The Attica Correctional Facility in Wyoming County, N.Y., is infamously known for the 1971 riot by inmates demanding better treatment. Inmates held 40 correction officers hostage for five days, which ultimately resulted in a massacre by New York State Police. The gunfire left 39 people killed, including 10 guards.

Still ongoing is a grassroots movement push to shut down the infamous prison. A few months ago, the Sept. 14 Coalition to End Mass Incarceration and Close Attica met with Deputy Security for Public Safety of New York state Elizabeth Glazer, who represented Gov. Andrew Cuomo’s office, to discuss the closing of the correctional facility in Wyoming County.

Suzanne Ross, who was present at the event, said that even though Glazer was receptive to their points about Attica’s condition, maximum security prisons could not be closed because they are overcrowded.

“Many of these prisoners don’t need to be in maximum security prison,” Ross said, “so if they were to be reclassified, they wouldn’t be in maximum security prisons, and Attica could be closed.”

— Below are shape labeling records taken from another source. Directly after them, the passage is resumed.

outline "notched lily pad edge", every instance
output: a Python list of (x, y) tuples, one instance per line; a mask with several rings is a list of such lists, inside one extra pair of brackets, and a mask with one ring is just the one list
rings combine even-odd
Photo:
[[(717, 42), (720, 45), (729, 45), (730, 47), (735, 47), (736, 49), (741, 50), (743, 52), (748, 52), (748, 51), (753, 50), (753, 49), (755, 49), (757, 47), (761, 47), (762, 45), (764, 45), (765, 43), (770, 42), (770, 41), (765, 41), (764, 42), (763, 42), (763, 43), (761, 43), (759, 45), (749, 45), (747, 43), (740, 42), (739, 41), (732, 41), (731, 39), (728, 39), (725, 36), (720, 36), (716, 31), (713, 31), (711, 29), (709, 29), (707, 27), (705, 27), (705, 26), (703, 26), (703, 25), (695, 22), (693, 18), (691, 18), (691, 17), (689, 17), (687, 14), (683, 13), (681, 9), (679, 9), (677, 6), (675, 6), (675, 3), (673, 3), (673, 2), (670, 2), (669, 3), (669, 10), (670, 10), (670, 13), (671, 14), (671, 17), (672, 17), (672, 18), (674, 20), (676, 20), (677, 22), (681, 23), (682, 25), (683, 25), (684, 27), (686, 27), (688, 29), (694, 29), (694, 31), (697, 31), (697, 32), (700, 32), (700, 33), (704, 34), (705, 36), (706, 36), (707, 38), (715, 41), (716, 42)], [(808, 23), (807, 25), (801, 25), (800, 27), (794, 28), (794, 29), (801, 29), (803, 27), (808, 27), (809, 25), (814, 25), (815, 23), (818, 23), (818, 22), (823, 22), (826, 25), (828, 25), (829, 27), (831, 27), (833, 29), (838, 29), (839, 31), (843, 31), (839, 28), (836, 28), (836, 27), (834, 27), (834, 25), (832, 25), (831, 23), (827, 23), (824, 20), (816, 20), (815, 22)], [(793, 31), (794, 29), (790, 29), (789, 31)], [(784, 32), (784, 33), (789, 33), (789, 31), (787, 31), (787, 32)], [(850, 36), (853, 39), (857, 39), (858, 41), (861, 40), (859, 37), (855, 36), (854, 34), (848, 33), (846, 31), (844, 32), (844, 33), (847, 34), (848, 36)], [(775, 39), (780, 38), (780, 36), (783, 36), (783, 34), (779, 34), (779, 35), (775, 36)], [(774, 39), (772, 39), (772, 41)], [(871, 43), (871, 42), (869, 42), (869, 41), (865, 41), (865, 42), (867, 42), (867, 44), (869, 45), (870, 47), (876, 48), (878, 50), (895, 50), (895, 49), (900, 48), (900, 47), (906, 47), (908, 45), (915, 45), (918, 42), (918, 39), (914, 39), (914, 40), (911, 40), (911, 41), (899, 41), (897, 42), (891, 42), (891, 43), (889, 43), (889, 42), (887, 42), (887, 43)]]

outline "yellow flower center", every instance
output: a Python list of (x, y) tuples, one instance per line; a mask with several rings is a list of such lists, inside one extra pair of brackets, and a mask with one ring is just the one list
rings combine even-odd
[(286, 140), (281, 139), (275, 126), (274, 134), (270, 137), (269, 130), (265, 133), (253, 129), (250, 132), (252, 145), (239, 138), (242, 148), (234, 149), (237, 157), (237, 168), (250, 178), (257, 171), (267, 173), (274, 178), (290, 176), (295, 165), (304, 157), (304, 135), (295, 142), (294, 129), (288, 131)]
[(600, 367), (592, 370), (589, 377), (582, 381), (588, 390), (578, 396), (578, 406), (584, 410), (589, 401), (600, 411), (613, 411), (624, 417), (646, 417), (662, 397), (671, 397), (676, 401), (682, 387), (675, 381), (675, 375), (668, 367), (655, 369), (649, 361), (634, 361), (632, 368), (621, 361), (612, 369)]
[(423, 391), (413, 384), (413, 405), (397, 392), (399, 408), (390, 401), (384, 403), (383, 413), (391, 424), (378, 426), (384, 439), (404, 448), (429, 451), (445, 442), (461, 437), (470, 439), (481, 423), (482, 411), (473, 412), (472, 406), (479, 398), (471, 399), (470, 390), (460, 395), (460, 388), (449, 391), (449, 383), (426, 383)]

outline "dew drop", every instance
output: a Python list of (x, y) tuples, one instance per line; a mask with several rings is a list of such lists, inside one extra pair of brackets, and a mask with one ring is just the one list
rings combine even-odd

Executive Director of the Correctional Association of New York Soffiyah Elijah also said reclassification would be a solution. Elijah added that the incarcerated get classified based on the nature of their offense and whether they have a record–and that classification sticks with them. She suggested periodical reviews of the incarcerated, giving them the opportunity to be reclassified and relocated. The problem, she said, is that “the system currently is not set up to reclassify anyone.”

Lewis Webb Jr. of the American Friends Service Committee also attended the meeting with the governor’s office. Webb said that aside from the killings that took place in 1971 at Attica, the prison is far from the New York City area, where most of the inmates are from, making visitations more difficult.